If there is
anything that is making the news headlines on a non-political note is that of
Generative AI. While the applications
keep on growing, and as Nvidia keeps on making new GPUs, and as the algorithms get
better all of the time, there is always that thirst to push Generative AI even
further, to what it can do now. While this is a need for the many industries that
currently use it, it is even more so
pronounced in the world of Cybersecurity.
At the present
time, Generative AI is being used for the following purposes:
*Automation
of repetitive tasks such as those found in Penetration Testing and Threat
Hunting.
*Filtering
out for false positives and only presenting the real threats to the IT Security
team via the SIEM.
*Wherever possible,
using it for staff augmentation purposes, such as using a chatbot as the first point
of contact with a prospect or a customer.
*Being used
in Forensics Analysis to a much deeper dive into the latent evidence that is
collected.
But as mentioned,
those of us in Cyber want Generative AI to do more than this.

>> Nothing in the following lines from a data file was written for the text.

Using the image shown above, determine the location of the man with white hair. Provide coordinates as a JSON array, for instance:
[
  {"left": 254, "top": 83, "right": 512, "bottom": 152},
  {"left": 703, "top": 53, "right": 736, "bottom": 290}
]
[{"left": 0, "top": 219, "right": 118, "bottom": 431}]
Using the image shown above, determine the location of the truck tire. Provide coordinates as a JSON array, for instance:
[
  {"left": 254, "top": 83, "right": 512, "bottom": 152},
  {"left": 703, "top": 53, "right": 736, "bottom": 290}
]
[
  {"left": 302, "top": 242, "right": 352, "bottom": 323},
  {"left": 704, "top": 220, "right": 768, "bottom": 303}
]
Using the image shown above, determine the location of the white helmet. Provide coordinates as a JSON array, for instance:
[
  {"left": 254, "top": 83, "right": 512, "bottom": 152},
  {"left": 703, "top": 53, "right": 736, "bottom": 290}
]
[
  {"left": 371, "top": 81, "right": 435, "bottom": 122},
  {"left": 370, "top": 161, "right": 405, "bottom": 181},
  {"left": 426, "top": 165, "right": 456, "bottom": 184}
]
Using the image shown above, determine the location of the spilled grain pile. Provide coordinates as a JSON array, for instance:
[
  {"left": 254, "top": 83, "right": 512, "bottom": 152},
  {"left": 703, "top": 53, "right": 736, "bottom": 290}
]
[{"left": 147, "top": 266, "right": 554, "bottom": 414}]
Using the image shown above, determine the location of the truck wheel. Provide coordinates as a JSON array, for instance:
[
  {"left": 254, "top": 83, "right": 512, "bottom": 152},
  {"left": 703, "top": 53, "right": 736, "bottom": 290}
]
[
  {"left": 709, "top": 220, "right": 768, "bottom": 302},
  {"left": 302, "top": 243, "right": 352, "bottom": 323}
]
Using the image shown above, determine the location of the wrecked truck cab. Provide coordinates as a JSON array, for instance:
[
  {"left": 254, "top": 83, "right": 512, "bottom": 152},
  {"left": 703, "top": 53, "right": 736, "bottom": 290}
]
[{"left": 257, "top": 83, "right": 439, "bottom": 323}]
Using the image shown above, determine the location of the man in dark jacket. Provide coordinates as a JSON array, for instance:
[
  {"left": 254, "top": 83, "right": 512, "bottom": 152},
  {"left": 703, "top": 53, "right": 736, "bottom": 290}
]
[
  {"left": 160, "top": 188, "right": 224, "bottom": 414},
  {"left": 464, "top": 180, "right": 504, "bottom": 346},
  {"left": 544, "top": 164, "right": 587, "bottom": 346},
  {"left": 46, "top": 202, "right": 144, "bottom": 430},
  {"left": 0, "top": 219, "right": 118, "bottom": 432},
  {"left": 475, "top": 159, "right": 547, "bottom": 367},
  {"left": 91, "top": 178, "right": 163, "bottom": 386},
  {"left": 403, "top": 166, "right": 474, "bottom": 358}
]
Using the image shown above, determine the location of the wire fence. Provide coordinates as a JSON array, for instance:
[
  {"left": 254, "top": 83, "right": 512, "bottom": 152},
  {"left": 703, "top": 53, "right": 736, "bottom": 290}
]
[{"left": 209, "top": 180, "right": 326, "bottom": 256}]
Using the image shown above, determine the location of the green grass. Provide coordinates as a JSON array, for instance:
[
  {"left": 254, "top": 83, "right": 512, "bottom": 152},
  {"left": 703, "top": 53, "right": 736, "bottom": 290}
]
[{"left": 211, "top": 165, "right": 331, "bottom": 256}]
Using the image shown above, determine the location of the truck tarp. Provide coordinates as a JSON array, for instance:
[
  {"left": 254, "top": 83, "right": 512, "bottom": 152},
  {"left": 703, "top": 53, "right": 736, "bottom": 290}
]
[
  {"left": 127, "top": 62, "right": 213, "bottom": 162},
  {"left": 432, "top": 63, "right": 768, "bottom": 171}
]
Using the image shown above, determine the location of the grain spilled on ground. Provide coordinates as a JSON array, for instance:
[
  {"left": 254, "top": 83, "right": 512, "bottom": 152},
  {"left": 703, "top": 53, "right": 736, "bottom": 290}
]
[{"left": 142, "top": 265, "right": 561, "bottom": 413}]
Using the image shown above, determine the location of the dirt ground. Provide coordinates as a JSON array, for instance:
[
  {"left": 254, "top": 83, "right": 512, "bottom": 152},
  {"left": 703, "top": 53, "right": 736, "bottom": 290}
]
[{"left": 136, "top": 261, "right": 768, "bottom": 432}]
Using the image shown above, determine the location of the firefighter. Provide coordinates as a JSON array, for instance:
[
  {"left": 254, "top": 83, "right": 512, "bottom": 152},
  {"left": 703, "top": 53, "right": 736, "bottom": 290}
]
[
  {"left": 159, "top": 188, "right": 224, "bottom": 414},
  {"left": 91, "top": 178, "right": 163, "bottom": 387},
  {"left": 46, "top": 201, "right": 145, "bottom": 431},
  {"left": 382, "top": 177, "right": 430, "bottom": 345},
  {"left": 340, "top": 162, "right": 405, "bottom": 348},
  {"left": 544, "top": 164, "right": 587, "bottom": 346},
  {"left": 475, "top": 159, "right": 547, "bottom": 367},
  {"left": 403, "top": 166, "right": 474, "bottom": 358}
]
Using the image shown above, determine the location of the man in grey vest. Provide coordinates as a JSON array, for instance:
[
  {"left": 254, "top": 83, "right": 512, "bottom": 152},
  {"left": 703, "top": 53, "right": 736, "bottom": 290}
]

In fact, there is a technical term that has
now been coined up for it, which is: “Critical
Thinking AI”. Meaning, how far can we
make Generative AI think and reason on its own just like the human brain,
without having the need to pump into gargantuan datasets?
The answer to
this is a blatant “No”. We will never
understand the human brain at 100%, like we can the other major organs of the human
body. At most, we will get to
0.0005%. But given this extremely low
margin, there is still some hope that we can push what we have now just a
little bit further. Here are some examples
of what people are thinking:
*Having Generative
AI train itself to get rid of “Hallucinations”.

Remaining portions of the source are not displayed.